L'amore di Wim Wenders per il Giappone, e in particolare per il maestro Yasujirō Ozu, è il codice cifrato che permette di decifrare l'intero film. Già nel 1985 con il suo documentario Tokyo-Ga, Wenders andava alla ricerca dello spirito di Ozu nella Tokyo moderna. Perfect Days è il culmine di quella ricerca, un omaggio così profondo da diventare un'opera originale. Lo stile è puramente ozuiano: la macchina da presa è spesso statica, posizionata ad altezza "tatami", le conversazioni sono ellittiche, i drammi (come l'arrivo della nipote Niko) sono accennati e risolti con una grazia pudica, senza catarsi urlate. Come nei film di Ozu (pensiamo a Viaggio a Tokyo), la dignità risiede nell'accettazione silenziosa del ciclo della vita, delle piccole gioie e delle inevitabili malinconie. Wenders, qui, compie un'operazione che potremmo definire un "Espressionismo Invertito" o "della Serenità". L'animo di Hirayama, sereno e in pace, non ha bisogno di distorcere il mondo. Al contrario, esprime la sua armonia interiore allineandosi con l'ordine, la pulizia e la geometria del mondo esterno. La sua pace si specchia nella trasparenza di un bagno pubblico progettato da Shigeru Ban, nella pila ordinata delle sue musicassette, nel semplice rettangolo di luce che il sole proietta sul suo muro. L'espressione della sua anima non è nel caos, ma nella quiete.

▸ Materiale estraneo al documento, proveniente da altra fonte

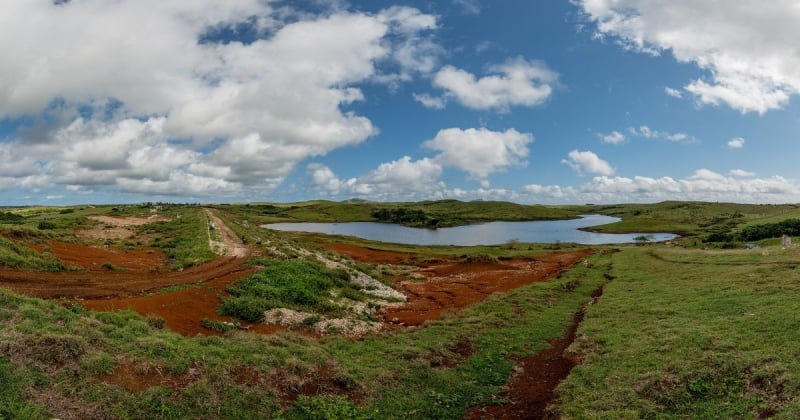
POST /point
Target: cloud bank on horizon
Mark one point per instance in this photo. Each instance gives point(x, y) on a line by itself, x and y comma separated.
point(256, 100)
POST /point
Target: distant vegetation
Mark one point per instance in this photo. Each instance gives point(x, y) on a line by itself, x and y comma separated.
point(404, 216)
point(677, 332)
point(431, 214)
point(184, 239)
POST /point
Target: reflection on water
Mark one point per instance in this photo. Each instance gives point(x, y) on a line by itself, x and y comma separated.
point(492, 233)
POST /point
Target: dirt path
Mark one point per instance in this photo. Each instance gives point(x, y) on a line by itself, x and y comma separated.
point(458, 285)
point(128, 272)
point(105, 284)
point(229, 245)
point(532, 387)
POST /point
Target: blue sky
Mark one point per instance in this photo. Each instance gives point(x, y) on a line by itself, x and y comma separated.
point(536, 102)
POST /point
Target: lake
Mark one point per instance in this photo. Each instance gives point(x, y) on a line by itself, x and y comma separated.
point(492, 233)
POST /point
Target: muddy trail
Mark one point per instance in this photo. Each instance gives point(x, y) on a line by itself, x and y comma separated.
point(104, 283)
point(454, 286)
point(533, 386)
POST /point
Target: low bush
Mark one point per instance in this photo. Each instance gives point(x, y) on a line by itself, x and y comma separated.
point(300, 285)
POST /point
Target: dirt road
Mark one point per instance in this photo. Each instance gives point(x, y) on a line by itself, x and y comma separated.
point(130, 273)
point(229, 244)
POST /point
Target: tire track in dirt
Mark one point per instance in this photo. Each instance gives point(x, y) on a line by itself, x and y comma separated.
point(456, 285)
point(108, 284)
point(533, 386)
point(130, 280)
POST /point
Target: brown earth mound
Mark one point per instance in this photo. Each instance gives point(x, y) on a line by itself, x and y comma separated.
point(369, 255)
point(457, 285)
point(93, 258)
point(113, 283)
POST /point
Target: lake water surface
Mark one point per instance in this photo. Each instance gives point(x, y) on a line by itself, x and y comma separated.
point(492, 233)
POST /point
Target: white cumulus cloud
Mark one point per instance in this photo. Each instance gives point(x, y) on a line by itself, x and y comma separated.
point(517, 82)
point(615, 137)
point(480, 152)
point(742, 173)
point(675, 93)
point(736, 143)
point(400, 179)
point(648, 133)
point(748, 49)
point(587, 162)
point(142, 96)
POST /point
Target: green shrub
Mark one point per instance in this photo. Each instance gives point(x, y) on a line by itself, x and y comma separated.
point(53, 349)
point(244, 307)
point(218, 326)
point(156, 322)
point(328, 408)
point(301, 285)
point(46, 225)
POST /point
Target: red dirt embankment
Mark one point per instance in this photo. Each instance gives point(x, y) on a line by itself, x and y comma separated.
point(458, 284)
point(102, 283)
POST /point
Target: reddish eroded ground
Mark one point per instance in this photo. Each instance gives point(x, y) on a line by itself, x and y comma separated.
point(92, 257)
point(458, 285)
point(183, 310)
point(533, 385)
point(114, 283)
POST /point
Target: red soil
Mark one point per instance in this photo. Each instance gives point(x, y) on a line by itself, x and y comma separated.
point(533, 386)
point(92, 258)
point(182, 310)
point(458, 285)
point(101, 283)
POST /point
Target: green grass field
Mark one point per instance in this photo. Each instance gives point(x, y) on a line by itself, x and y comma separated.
point(697, 334)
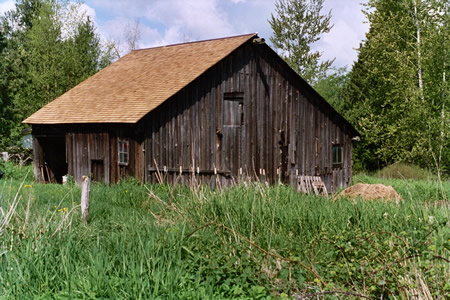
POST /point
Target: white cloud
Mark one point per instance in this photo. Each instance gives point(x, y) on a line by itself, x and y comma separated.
point(346, 35)
point(7, 6)
point(173, 21)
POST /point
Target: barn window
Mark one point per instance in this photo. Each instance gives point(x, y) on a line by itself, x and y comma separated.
point(337, 155)
point(123, 146)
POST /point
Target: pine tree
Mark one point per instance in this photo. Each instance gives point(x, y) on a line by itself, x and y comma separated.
point(297, 25)
point(394, 96)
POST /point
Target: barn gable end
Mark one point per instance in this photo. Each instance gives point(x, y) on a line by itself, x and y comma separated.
point(247, 115)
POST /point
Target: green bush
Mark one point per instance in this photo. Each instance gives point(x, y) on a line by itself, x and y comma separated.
point(404, 171)
point(16, 172)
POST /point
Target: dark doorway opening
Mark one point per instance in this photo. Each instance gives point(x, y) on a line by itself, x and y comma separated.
point(54, 165)
point(98, 170)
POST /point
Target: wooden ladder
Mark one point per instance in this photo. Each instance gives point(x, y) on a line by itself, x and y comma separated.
point(312, 184)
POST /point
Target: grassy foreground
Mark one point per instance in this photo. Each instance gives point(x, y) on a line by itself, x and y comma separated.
point(247, 242)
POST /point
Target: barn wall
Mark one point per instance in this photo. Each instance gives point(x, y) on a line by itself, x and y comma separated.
point(247, 116)
point(88, 149)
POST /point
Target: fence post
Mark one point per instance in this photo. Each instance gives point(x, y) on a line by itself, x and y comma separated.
point(85, 190)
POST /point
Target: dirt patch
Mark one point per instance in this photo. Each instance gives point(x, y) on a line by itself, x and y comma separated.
point(371, 192)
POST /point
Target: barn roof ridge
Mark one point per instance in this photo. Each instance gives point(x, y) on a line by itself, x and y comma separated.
point(137, 83)
point(196, 42)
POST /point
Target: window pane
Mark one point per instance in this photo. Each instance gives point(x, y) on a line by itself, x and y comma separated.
point(337, 154)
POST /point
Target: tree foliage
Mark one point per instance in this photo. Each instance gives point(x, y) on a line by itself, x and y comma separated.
point(397, 95)
point(297, 25)
point(46, 48)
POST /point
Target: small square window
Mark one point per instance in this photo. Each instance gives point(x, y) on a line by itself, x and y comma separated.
point(123, 148)
point(337, 155)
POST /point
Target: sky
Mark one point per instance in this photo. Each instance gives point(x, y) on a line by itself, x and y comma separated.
point(163, 22)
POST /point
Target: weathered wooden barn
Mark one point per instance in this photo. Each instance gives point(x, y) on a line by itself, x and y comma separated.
point(210, 111)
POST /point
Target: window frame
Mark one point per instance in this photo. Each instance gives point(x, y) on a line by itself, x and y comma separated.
point(123, 151)
point(337, 155)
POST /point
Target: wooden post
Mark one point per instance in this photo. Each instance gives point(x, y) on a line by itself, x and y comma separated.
point(85, 190)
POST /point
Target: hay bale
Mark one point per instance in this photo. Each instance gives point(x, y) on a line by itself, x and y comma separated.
point(372, 192)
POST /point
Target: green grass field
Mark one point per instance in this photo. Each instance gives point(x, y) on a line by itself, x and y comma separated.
point(246, 242)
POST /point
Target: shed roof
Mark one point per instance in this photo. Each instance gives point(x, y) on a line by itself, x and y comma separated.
point(131, 87)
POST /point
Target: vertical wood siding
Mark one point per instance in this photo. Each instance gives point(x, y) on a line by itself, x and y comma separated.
point(279, 130)
point(249, 116)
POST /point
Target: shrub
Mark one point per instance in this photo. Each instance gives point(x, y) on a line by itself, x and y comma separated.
point(404, 171)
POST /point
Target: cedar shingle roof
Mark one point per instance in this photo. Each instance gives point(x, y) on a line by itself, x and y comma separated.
point(128, 89)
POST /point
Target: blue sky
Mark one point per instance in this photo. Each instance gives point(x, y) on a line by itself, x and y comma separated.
point(163, 22)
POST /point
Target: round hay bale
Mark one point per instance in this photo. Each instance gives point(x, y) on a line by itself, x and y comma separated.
point(372, 192)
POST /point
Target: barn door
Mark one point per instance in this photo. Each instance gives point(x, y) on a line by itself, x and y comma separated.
point(97, 170)
point(231, 140)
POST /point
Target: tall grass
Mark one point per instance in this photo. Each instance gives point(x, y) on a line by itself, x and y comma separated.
point(150, 242)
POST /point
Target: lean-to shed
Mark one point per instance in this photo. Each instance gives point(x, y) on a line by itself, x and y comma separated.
point(211, 111)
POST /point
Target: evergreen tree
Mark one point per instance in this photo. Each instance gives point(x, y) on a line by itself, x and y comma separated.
point(297, 25)
point(395, 93)
point(45, 49)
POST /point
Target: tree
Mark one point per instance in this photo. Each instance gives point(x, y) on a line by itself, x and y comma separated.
point(395, 95)
point(332, 87)
point(297, 25)
point(46, 48)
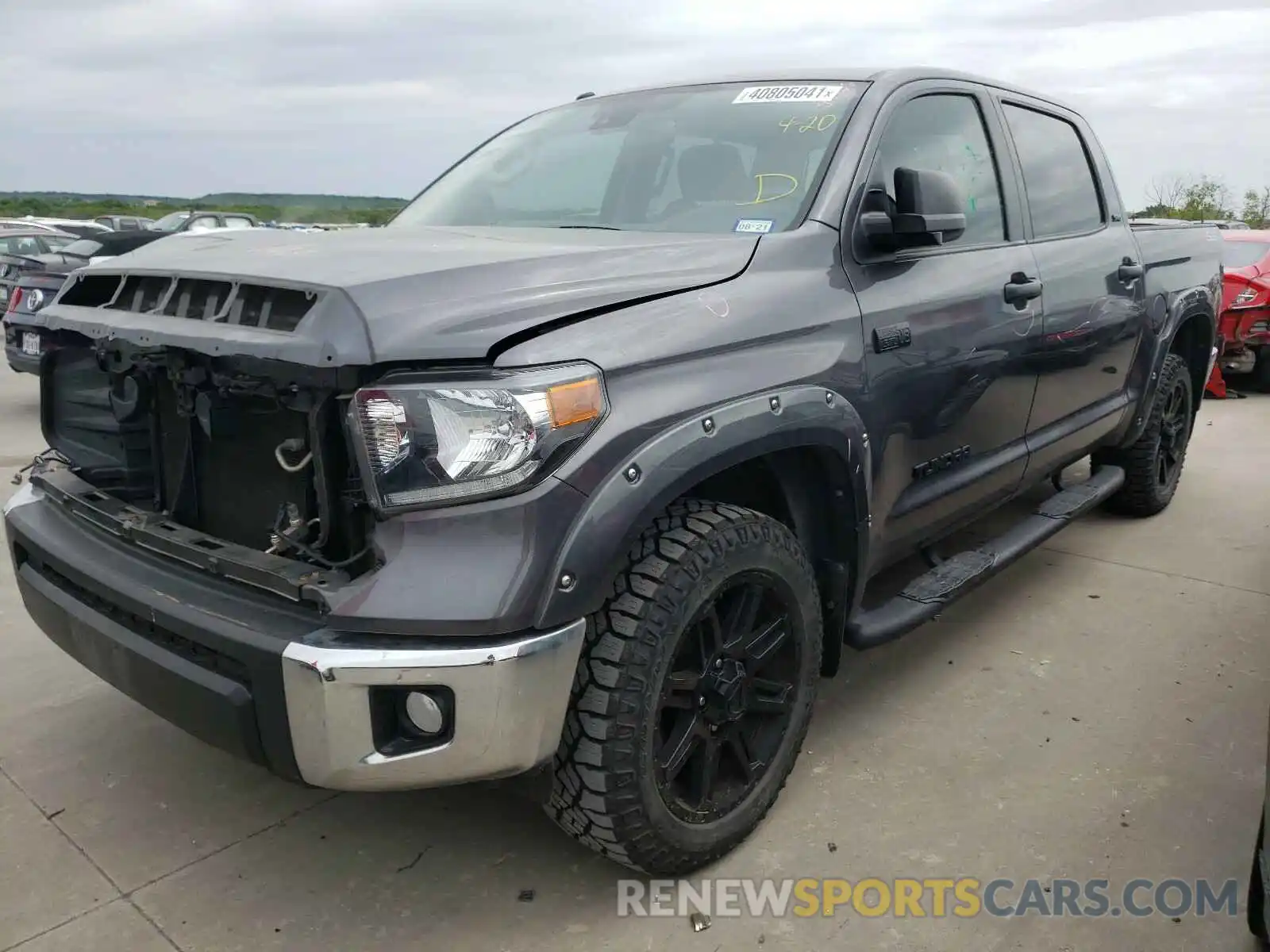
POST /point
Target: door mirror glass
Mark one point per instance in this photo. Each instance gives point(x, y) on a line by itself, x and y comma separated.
point(929, 209)
point(929, 203)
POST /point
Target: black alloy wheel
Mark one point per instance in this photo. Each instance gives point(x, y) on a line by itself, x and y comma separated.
point(694, 691)
point(727, 701)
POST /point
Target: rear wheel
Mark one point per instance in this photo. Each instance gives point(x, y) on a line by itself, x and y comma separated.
point(1153, 465)
point(694, 691)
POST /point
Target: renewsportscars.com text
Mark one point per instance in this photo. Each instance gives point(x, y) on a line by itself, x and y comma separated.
point(937, 898)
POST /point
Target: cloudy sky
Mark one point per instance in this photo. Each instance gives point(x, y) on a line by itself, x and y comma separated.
point(376, 97)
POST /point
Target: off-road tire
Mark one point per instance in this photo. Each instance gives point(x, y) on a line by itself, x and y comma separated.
point(1142, 493)
point(603, 790)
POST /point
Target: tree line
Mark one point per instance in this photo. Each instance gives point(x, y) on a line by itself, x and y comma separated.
point(52, 207)
point(1206, 200)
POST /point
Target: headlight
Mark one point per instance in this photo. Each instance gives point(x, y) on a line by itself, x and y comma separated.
point(425, 440)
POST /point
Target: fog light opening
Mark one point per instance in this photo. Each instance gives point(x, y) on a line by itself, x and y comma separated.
point(425, 714)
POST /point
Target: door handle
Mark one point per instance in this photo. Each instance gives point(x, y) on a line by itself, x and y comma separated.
point(1022, 289)
point(1130, 271)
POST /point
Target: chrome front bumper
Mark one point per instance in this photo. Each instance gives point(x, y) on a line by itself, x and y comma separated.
point(508, 708)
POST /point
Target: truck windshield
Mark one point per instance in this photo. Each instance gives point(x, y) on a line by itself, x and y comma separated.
point(700, 159)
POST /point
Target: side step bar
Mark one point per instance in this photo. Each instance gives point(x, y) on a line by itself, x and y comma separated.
point(931, 593)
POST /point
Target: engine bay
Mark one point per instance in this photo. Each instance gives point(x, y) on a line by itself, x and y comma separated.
point(241, 451)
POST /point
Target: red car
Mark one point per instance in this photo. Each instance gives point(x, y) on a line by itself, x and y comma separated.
point(1245, 323)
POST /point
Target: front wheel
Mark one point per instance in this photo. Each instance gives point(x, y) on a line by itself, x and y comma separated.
point(1153, 465)
point(694, 691)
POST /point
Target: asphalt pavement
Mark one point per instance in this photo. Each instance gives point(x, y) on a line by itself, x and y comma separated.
point(1098, 711)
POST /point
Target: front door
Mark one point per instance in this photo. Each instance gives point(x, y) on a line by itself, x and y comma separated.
point(1094, 306)
point(946, 346)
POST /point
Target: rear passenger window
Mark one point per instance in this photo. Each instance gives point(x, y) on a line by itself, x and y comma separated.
point(1057, 175)
point(945, 132)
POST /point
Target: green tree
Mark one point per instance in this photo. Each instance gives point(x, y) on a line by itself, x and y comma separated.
point(1257, 209)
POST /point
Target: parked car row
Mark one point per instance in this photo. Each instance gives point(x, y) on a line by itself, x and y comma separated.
point(35, 271)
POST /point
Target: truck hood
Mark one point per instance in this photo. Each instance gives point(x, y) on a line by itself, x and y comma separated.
point(385, 295)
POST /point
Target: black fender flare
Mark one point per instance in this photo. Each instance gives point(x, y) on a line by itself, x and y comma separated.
point(670, 463)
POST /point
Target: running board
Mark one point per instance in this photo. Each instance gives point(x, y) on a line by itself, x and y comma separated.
point(929, 594)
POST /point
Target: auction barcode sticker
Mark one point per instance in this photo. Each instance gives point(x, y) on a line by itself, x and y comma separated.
point(787, 94)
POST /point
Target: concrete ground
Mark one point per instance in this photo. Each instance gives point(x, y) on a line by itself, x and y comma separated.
point(1098, 711)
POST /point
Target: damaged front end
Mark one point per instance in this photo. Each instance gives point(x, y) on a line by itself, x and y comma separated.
point(202, 461)
point(235, 463)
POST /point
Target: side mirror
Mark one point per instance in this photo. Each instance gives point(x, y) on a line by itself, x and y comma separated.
point(929, 207)
point(929, 203)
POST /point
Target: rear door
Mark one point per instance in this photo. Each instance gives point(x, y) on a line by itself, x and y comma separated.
point(946, 344)
point(1092, 304)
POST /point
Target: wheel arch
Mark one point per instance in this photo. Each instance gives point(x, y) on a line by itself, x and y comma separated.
point(800, 456)
point(1193, 340)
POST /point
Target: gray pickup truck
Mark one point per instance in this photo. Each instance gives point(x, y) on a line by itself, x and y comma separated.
point(587, 460)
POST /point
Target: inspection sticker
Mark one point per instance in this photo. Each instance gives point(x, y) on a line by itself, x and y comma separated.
point(787, 94)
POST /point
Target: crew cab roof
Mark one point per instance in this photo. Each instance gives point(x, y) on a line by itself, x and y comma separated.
point(889, 78)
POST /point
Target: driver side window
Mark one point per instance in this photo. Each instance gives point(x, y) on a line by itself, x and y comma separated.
point(945, 132)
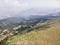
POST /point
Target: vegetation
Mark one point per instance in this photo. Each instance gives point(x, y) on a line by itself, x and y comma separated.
point(36, 31)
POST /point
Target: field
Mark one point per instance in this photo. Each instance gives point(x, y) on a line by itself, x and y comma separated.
point(48, 36)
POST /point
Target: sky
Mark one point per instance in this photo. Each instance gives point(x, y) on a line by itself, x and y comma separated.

Il film si chiude sul volto di Kōji Yakusho che guida il suo furgone all'alba, ascoltando "Feeling Good" di Nina Simone. Sul suo viso si alterna un sorriso, una lacrima, un'espressione di gioia e una di profonda tristezza. In quella maschera di emozioni contrastanti c'è l'essenza di un "giorno perfetto": non un giorno senza dolore, ma un giorno in cui si è stati capaci di accogliere tutto, la bellezza e la sua ombra. "Ora è ora, la prossima volta è la prossima volta", dice Hirayama. In questa semplice frase c'è una filosofia di vita intera, e la grandezza di un film che, senza alzare la voce, ci insegna a guardare di nuovo il mondo.